L’impact des conditions environnementales
Le test ismy.blue a connu un succès, car il rend visuel et accessible un sujet complexe. Mais ses résultats, bien que fascinants, ont leurs limites. Mineault souligne que des variations dans les conditions de visualisation, comme l’éclairage ambiant ou les paramètres d’affichage des appareils, peuvent influencer la perception des couleurs. Les modes nuit des téléphones, par exemple, peuvent rendre les bleus plus verts. Pour réduire ces variables, il recommande de faire le test avec d’autres personnes sur le même appareil.
Au-delà de son aspect ludique, ismy.blue représente une forme de participation citoyenne à la science et rapproche le grand public des enjeux scientifiques.
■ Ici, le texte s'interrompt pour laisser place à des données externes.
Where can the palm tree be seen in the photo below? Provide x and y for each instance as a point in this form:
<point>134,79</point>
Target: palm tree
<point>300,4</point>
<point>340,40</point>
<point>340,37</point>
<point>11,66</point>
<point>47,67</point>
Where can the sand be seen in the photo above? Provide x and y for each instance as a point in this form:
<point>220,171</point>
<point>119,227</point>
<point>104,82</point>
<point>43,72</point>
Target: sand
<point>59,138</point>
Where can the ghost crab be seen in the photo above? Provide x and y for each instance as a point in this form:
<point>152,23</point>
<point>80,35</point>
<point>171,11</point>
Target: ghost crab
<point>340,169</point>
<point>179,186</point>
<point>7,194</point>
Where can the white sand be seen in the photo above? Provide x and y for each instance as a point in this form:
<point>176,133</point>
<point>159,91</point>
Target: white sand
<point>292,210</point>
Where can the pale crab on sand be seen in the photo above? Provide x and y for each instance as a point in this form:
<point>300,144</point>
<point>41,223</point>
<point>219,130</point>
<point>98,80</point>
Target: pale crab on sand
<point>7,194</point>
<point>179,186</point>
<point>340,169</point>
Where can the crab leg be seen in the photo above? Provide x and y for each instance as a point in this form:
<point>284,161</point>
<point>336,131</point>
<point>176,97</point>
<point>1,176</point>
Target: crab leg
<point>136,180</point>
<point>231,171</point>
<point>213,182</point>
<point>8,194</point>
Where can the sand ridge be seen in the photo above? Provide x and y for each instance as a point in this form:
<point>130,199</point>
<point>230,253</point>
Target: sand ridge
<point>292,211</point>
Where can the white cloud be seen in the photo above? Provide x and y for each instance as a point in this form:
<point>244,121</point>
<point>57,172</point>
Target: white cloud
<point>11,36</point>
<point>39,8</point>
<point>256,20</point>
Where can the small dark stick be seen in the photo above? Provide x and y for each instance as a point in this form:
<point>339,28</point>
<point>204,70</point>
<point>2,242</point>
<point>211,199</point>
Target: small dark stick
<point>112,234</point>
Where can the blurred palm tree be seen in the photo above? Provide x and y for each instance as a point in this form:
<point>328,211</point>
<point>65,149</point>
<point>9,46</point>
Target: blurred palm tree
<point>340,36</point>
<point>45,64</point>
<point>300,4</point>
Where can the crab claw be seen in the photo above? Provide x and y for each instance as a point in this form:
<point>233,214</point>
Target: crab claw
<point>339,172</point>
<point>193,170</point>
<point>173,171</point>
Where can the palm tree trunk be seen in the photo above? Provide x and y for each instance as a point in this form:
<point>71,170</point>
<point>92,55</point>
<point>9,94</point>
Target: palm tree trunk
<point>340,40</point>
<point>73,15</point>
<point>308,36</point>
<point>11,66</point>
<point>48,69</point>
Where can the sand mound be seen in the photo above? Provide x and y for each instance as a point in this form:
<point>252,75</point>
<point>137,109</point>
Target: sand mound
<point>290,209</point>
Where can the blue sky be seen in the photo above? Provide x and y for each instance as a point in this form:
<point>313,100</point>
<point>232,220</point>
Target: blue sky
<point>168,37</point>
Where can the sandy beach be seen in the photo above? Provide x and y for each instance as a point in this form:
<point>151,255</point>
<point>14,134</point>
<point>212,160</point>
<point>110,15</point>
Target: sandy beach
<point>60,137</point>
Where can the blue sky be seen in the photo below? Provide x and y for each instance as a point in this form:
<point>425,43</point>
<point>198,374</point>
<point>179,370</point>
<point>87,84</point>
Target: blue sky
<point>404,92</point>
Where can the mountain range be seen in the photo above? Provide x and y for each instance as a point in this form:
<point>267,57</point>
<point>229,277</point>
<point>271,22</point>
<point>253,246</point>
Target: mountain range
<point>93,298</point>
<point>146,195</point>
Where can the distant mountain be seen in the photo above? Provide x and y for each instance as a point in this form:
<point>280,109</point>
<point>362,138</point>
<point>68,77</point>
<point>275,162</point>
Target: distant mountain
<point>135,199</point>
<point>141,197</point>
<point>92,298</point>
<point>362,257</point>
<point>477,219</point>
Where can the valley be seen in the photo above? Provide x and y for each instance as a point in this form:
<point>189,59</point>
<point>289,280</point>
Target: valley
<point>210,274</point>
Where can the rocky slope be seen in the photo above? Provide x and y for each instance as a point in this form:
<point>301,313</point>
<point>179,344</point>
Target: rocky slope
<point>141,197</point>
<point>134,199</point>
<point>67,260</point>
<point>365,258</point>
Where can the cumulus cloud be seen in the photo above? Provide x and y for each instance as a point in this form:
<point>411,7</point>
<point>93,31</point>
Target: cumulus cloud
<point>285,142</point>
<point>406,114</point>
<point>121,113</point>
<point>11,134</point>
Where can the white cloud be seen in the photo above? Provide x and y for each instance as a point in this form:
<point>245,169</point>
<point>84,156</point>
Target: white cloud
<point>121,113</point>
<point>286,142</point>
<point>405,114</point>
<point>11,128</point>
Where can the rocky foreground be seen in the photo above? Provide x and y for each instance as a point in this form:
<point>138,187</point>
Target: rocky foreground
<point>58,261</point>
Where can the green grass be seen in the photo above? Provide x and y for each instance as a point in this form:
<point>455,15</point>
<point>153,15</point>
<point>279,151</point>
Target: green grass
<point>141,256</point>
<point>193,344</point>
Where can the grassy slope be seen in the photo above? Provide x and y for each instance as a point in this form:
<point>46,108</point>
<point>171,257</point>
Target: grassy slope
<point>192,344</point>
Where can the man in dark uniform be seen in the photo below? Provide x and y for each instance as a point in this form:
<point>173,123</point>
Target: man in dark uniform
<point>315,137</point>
À l’image de projets tels que Fold.it, qui se concentre sur le repliement des protéines, ou Sea Hero Quest, utilisé pour la recherche sur la démence, ces initiatives montrent comment la contribution des non-spécialistes enrichit la recherche. « La diversité des expériences humaines est précieuse pour la science », affirme Mineault.
Différentes visions, mêmes couleurs ?
Malgré la popularité d’ismy.blue, la question initiale reste sans réponse définitive. Pour Mineault et sa femme, la couverture restera un point de désaccord. « Dès qu’il y a un peu de vert, je l’appelle vert », dit Mineault, tandis que sa femme persiste à voir du bleu. Leur projet démontre que notre perception des couleurs, tout comme nos opinions, peut varier largement d’une personne à l’autre.
ismy.blue prouve que la science n’a pas toujours besoin d’être insulaire. En engageant le public, elle se nourrit de perspectives variées et surprenantes. Une simple dispute sur une couverture a ainsi ouvert la voie à une exploration collective de nos différences. Elle a marqué un petit pas vers une compréhension plus large des mystères de notre perception.